Publisher: DC Comics
Writer: Joe Kelly
Art: Ariel Olivetti
At first I was a bit skeptical about this series. A character that was created by Hanna-Barbera back in the 60s and later reinvented by Cartoon Network as a goofy talk show host was finally going to have his origin told, and it wasn’t going to be a happy story. When I first thought about that, I couldn’t wrap my head around Space Ghost being grim and gritty. I didn’t figure I could get post my preconceived notions about the character. That is the first success of this series, Joe Kelly’s story has managed to make me forget about how I originally envisioned Space Ghost. He does not, at least through issue 2, take anything away from what I know, but he definitely adds a dark layer, which actually kind of makes sense to me. The art by Olivetti, seems painted and kind of helps with the transition from the animated style to this story.

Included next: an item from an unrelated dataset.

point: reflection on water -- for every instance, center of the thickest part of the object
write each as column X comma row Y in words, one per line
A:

I think it was a good choice to go this route since, I think, regular line art may have not been able to bridge the gap between the two incarnations. Last issue, Thaddeus Batch (soon to be Space Ghost) suffered the loss of his pregnant wife and the seeming loss of his life, betrayed by some of his comrades. This issue shows his seeming resurrection. While left for dead, often a mistake made by tormentors, Thaddeus is rescued by Salomon, an inhabitant of the planet he was left to die on. Over the months a “friendship” is formed between the two, there was some distance between them, always kept in place by Thaddeus. Eventually Salomon shows Thaddeus something that would take him home, but Thaddeus wanted to use it to exact his revenge, despite the pleas of Salomon. If the reader does not hold onto their preconceived notions, this turns out to be quite a good story.